1990 Gonghe earthquake
- UTC time: 1990-04-26 09:37:15
- ISC event: 373782
- 373783
- USGS-ANSS: ComCat
- Local date: 26 April 1990
- Local time: 17:37 CST
- Magnitude: 7.0 M_{s}
- Depth: 8.1 km (5.0 mi)
- Epicenter: 35°59′10″N 100°14′42″E﻿ / ﻿35.986°N 100.245°E
- Type: Reverse
- Areas affected: China
- Max. intensity: MMI IX (Violent)
- Casualties: 126 dead

= 1990 Gonghe earthquake =

Earthquake in Tibet

The 1990 Gonghe earthquake occurred on April 26 at 17:37 China Standard Time in Hainan Tibetan Autonomous Prefecture, Qinghai Province. The mainshock had a surface wave magnitude of 7.0 and a moment magnitude of 6.5 . It was presaged by two foreshocks that struck merely seconds before the main earthquake. On the Mercalli intensity scale, the earthquake had a rating of IX (Violent).

==Damage==
At least 126 people died and 2,049 left wounded by the earthquake. Landslides and extensive destruction was reported in the area. Damage to properties was major, with 21,000 homes collapsing and another 66,800 damaged.
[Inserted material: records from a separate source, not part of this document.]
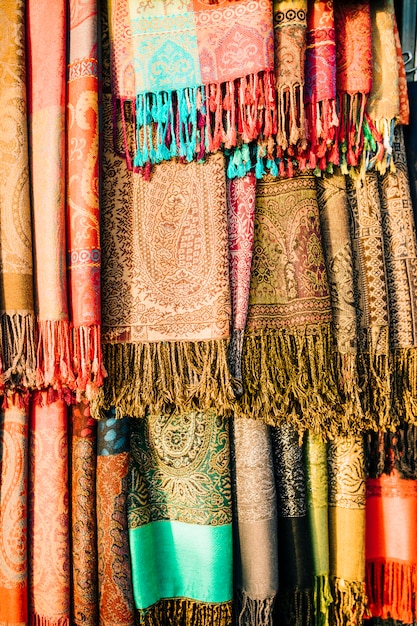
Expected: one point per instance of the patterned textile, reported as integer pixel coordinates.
(18, 351)
(335, 228)
(82, 196)
(83, 511)
(46, 97)
(320, 92)
(315, 461)
(391, 547)
(114, 568)
(295, 603)
(241, 193)
(345, 458)
(180, 519)
(49, 582)
(166, 304)
(255, 523)
(288, 368)
(203, 74)
(353, 75)
(13, 515)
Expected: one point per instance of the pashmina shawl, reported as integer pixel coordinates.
(241, 193)
(288, 365)
(255, 523)
(46, 73)
(18, 349)
(114, 567)
(295, 602)
(202, 75)
(13, 515)
(320, 91)
(49, 532)
(82, 197)
(353, 76)
(84, 582)
(180, 519)
(391, 547)
(346, 470)
(166, 293)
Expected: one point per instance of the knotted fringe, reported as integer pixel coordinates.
(19, 351)
(54, 355)
(322, 597)
(162, 376)
(192, 122)
(295, 607)
(391, 588)
(291, 372)
(349, 602)
(251, 612)
(184, 612)
(88, 361)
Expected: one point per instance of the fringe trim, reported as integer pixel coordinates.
(189, 123)
(290, 375)
(18, 359)
(295, 607)
(349, 604)
(88, 361)
(185, 612)
(54, 355)
(163, 376)
(322, 599)
(251, 612)
(391, 588)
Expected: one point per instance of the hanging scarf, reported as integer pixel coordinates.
(290, 24)
(18, 358)
(353, 76)
(166, 305)
(383, 107)
(295, 602)
(82, 197)
(241, 221)
(255, 523)
(13, 515)
(346, 469)
(202, 78)
(49, 589)
(337, 247)
(315, 460)
(114, 567)
(83, 512)
(288, 342)
(320, 92)
(47, 66)
(391, 547)
(180, 519)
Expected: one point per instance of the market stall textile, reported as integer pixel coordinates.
(180, 519)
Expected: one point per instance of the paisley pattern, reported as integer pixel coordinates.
(180, 470)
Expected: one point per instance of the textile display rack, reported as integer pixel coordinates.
(208, 294)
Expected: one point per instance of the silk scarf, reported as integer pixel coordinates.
(18, 358)
(255, 558)
(202, 78)
(166, 292)
(49, 529)
(115, 595)
(14, 458)
(346, 471)
(180, 519)
(288, 367)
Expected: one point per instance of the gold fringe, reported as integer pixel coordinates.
(349, 602)
(164, 376)
(184, 612)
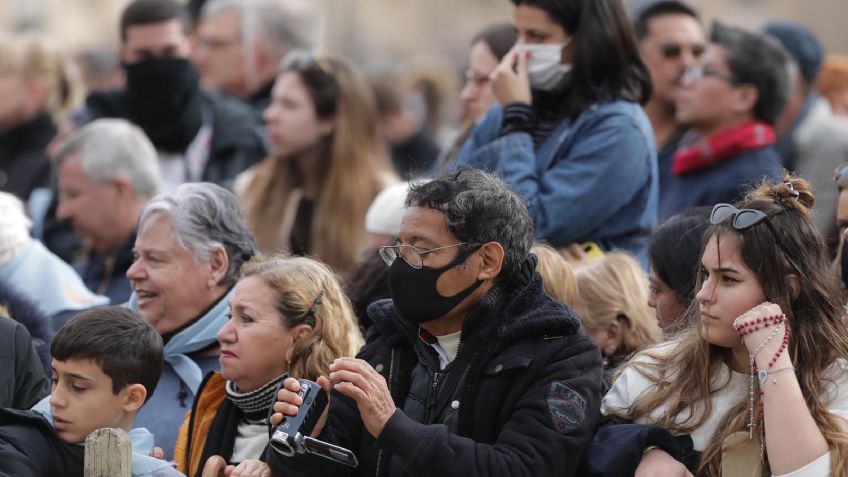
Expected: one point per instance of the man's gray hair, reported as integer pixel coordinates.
(479, 207)
(204, 217)
(282, 24)
(114, 148)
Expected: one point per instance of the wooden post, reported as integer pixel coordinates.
(108, 453)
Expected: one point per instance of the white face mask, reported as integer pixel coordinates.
(544, 67)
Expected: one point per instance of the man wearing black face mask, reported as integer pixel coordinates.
(199, 135)
(470, 368)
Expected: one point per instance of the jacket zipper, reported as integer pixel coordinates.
(431, 399)
(391, 368)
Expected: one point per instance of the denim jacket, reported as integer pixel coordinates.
(593, 179)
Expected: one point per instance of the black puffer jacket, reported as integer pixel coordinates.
(22, 379)
(29, 446)
(529, 401)
(35, 320)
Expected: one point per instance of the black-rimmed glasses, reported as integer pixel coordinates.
(673, 51)
(411, 255)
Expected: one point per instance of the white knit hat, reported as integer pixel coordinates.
(14, 227)
(386, 212)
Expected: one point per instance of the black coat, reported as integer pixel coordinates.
(22, 379)
(29, 446)
(35, 320)
(24, 165)
(529, 402)
(236, 142)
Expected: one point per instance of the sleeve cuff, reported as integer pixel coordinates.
(517, 117)
(403, 436)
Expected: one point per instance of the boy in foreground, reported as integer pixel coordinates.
(106, 364)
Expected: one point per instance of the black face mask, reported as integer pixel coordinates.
(163, 98)
(414, 292)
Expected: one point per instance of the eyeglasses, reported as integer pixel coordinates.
(745, 219)
(840, 175)
(673, 51)
(302, 60)
(413, 256)
(695, 74)
(477, 79)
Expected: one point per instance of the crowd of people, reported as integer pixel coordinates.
(630, 258)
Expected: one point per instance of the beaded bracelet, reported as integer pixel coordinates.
(765, 374)
(758, 324)
(750, 312)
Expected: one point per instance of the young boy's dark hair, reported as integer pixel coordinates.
(125, 346)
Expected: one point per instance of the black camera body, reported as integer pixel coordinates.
(292, 436)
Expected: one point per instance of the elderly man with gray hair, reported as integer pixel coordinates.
(107, 171)
(240, 44)
(190, 246)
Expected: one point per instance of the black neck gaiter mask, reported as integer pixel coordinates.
(163, 98)
(414, 292)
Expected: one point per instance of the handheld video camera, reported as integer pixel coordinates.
(292, 436)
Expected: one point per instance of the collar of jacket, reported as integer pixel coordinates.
(520, 305)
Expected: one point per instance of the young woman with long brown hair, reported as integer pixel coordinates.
(760, 385)
(311, 196)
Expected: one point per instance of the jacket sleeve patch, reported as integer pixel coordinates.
(566, 406)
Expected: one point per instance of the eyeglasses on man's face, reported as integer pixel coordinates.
(411, 255)
(673, 51)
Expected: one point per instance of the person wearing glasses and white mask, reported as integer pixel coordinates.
(471, 368)
(671, 39)
(731, 99)
(488, 47)
(571, 128)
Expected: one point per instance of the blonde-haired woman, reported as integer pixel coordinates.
(38, 86)
(310, 197)
(557, 274)
(612, 301)
(289, 317)
(760, 385)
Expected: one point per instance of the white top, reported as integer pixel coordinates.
(631, 384)
(251, 440)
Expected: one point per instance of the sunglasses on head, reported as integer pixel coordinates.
(840, 175)
(302, 60)
(745, 219)
(672, 51)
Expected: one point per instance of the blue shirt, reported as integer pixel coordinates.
(593, 179)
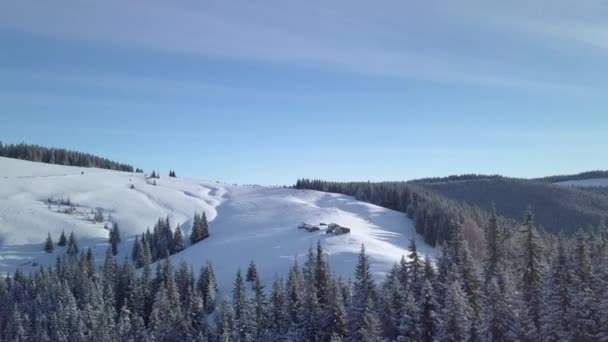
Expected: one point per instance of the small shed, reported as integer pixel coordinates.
(336, 229)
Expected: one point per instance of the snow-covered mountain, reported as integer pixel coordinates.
(586, 182)
(246, 223)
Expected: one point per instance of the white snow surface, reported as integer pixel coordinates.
(586, 182)
(246, 223)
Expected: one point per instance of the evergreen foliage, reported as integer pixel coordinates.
(48, 244)
(418, 300)
(59, 156)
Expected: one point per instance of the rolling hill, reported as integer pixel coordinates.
(245, 222)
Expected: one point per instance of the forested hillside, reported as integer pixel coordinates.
(437, 204)
(558, 208)
(547, 290)
(435, 215)
(59, 156)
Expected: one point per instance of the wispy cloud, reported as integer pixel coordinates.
(514, 44)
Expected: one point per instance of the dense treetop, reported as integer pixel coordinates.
(59, 156)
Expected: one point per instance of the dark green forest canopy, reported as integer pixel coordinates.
(59, 156)
(437, 204)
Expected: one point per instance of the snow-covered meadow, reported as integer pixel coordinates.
(246, 223)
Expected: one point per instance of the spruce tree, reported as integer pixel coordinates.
(196, 232)
(114, 238)
(62, 240)
(252, 273)
(242, 309)
(204, 227)
(531, 275)
(178, 240)
(48, 244)
(415, 267)
(456, 315)
(363, 295)
(429, 321)
(72, 245)
(494, 262)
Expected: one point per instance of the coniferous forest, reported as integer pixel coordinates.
(59, 156)
(546, 288)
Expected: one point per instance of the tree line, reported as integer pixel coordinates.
(435, 216)
(549, 289)
(59, 156)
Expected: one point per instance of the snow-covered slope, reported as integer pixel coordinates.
(586, 182)
(247, 223)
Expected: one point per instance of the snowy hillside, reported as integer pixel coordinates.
(586, 182)
(246, 222)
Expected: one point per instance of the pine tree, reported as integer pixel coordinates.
(242, 309)
(225, 328)
(415, 267)
(178, 240)
(62, 240)
(363, 295)
(558, 306)
(72, 245)
(207, 287)
(278, 308)
(204, 227)
(429, 321)
(335, 326)
(370, 329)
(48, 244)
(196, 234)
(499, 316)
(494, 262)
(252, 273)
(409, 328)
(135, 252)
(114, 238)
(456, 315)
(531, 274)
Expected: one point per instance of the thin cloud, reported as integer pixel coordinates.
(470, 42)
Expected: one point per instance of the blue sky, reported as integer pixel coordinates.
(269, 91)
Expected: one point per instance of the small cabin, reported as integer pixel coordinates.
(336, 229)
(309, 227)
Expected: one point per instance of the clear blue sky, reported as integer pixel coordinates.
(269, 91)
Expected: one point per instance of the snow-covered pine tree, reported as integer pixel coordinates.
(415, 268)
(178, 240)
(252, 273)
(531, 275)
(114, 238)
(72, 245)
(456, 315)
(429, 321)
(243, 320)
(364, 294)
(48, 244)
(62, 240)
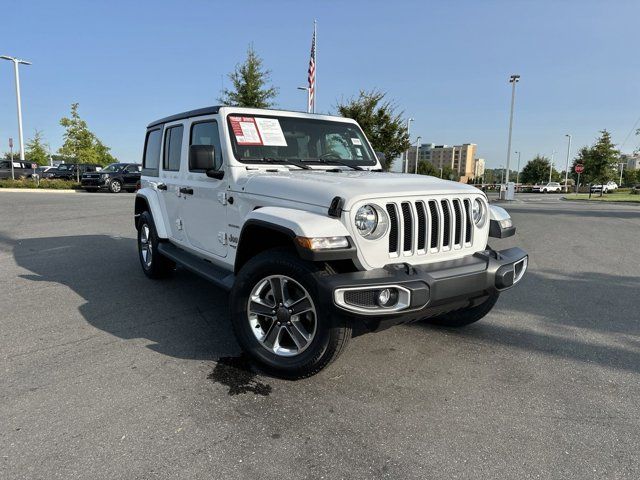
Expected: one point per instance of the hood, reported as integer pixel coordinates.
(319, 187)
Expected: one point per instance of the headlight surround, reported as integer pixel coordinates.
(371, 221)
(478, 211)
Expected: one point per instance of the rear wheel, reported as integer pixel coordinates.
(280, 319)
(465, 316)
(154, 264)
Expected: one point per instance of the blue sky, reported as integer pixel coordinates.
(444, 63)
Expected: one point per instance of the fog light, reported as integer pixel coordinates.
(387, 297)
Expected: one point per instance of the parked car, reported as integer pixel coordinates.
(115, 178)
(549, 187)
(20, 169)
(69, 171)
(608, 187)
(292, 214)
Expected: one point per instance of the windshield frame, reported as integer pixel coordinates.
(312, 162)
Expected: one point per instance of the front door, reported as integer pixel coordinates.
(204, 212)
(171, 180)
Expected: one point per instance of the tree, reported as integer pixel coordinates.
(249, 84)
(600, 160)
(536, 170)
(386, 129)
(37, 150)
(427, 168)
(80, 144)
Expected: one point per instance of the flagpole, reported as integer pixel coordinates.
(315, 86)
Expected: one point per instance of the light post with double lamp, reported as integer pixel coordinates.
(566, 171)
(513, 79)
(553, 154)
(308, 97)
(16, 63)
(406, 154)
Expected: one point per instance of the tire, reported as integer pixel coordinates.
(154, 265)
(115, 186)
(465, 316)
(326, 334)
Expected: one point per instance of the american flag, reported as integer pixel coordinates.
(312, 74)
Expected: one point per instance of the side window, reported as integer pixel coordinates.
(172, 148)
(206, 133)
(151, 158)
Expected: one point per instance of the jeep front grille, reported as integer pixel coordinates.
(429, 226)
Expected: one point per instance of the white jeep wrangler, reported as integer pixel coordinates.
(292, 214)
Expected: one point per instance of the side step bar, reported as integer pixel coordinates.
(216, 275)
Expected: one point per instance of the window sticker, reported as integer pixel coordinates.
(245, 130)
(271, 132)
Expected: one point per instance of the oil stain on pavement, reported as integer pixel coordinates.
(237, 374)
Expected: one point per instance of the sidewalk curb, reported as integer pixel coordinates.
(40, 190)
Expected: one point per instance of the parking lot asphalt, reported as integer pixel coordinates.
(106, 374)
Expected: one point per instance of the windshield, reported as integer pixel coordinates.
(256, 138)
(114, 167)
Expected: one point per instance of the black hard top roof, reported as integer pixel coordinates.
(191, 113)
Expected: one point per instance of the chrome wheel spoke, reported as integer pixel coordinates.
(282, 315)
(301, 306)
(260, 308)
(295, 331)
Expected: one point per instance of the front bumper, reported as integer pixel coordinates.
(427, 290)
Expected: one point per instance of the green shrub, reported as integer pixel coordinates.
(53, 184)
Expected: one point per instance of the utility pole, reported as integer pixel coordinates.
(566, 172)
(513, 79)
(16, 63)
(406, 154)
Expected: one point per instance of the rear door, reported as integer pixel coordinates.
(204, 210)
(170, 179)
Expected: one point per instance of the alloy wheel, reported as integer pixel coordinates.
(282, 315)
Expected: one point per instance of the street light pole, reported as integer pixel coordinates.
(417, 152)
(566, 171)
(406, 154)
(16, 62)
(308, 97)
(513, 79)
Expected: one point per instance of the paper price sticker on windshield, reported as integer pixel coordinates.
(245, 130)
(271, 132)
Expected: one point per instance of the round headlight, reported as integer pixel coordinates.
(478, 211)
(366, 220)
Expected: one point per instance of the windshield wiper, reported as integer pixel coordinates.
(333, 161)
(288, 161)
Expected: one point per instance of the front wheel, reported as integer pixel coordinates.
(115, 186)
(465, 316)
(280, 319)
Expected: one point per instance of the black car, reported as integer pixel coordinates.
(69, 171)
(115, 177)
(20, 169)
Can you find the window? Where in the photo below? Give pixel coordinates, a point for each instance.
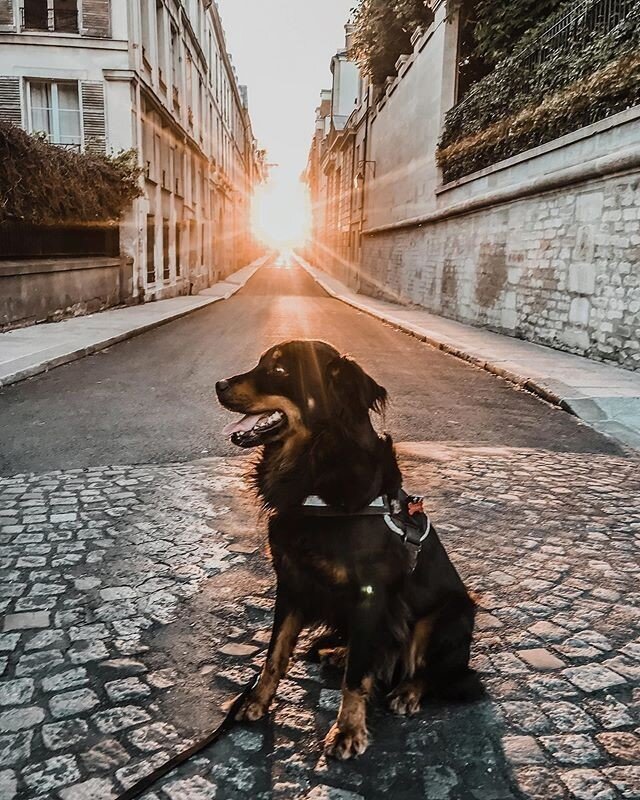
(39, 15)
(175, 59)
(65, 15)
(54, 110)
(166, 263)
(151, 249)
(178, 249)
(35, 15)
(144, 28)
(162, 45)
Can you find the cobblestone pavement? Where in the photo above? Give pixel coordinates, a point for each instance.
(135, 600)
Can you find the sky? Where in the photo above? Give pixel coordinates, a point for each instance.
(282, 50)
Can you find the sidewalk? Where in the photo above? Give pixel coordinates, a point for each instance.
(26, 352)
(604, 396)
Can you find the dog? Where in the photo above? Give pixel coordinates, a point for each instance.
(403, 612)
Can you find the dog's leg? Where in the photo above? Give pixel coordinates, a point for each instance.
(406, 698)
(287, 624)
(349, 736)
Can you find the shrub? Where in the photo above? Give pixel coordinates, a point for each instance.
(581, 84)
(500, 24)
(383, 32)
(45, 185)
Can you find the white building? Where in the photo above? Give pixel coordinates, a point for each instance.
(109, 75)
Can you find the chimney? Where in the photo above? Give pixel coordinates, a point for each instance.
(349, 30)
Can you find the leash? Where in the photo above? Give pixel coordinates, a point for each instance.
(148, 781)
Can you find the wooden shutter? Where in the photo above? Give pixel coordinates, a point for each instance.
(93, 119)
(96, 18)
(10, 106)
(6, 15)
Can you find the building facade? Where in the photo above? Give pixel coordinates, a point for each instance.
(542, 245)
(336, 167)
(154, 75)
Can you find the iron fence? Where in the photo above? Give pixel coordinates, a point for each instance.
(585, 18)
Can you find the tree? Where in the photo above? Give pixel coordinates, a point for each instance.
(383, 32)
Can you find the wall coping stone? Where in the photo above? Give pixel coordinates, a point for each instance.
(625, 160)
(614, 121)
(32, 266)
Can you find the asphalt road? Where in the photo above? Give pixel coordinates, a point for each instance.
(151, 399)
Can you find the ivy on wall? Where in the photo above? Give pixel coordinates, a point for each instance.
(46, 185)
(519, 106)
(382, 33)
(499, 25)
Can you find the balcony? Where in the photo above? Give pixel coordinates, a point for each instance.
(62, 18)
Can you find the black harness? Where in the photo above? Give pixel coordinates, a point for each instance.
(403, 514)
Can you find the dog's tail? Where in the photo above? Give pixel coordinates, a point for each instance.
(464, 687)
(449, 678)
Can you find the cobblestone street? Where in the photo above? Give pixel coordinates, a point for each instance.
(136, 600)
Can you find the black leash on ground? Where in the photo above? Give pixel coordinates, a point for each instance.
(148, 781)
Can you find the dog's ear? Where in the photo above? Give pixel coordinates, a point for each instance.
(354, 390)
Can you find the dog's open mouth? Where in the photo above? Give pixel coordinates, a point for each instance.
(254, 429)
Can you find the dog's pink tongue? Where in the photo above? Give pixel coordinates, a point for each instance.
(245, 424)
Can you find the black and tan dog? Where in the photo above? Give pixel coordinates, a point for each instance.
(406, 623)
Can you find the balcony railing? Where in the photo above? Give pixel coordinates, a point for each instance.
(585, 18)
(48, 19)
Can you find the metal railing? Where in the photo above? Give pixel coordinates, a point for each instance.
(585, 18)
(35, 18)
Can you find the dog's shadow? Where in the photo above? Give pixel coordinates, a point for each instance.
(444, 753)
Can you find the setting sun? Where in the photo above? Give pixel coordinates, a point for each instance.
(281, 213)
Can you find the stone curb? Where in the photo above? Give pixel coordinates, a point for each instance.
(234, 282)
(627, 437)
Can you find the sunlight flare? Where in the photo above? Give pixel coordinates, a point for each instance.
(281, 213)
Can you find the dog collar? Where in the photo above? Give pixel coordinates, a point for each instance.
(404, 515)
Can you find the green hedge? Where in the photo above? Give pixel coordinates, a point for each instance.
(517, 107)
(47, 185)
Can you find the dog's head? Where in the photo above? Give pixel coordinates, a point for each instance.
(295, 390)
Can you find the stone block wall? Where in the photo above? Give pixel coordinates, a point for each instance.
(560, 268)
(45, 290)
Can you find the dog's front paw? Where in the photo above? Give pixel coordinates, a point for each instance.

The Longyangxia Reservoir about 60 km away from the earthquake experienced strong shaking which triggered landslides but its nearby power plant and dam were in normal working conditions. Total damage caused by the earthquake is estimated at 270 million Chinese Yuan.

In the zone with the highest intensity, IX, encompassing Gonghe County, all brick and adobe constructed houses were razed. About 320 wood-framed and mud-walled settlements were destroyed, the only 12 left standing suffered serious damage. Brick and concrete bungalows did not collapse but they were severely compromised after the earthquake. In zones with intensities VII and VIII, more homes collapsed, causing casualties. Some old houses in zone VI also collapsed.

==Characteristics==
The earthquake in the northeastern Tibetan Plateau according to seismologists, ruptured a blind thrust fault structure due to the absence of a surface rupture. Elements of both sinistral strike-slip and reverse components were detected during the co-seismic rupture, with the latter having a greater sense. The estimated length and width of the rupture is 37 km and 6 km respectively, with a slip of around 2.7 meters.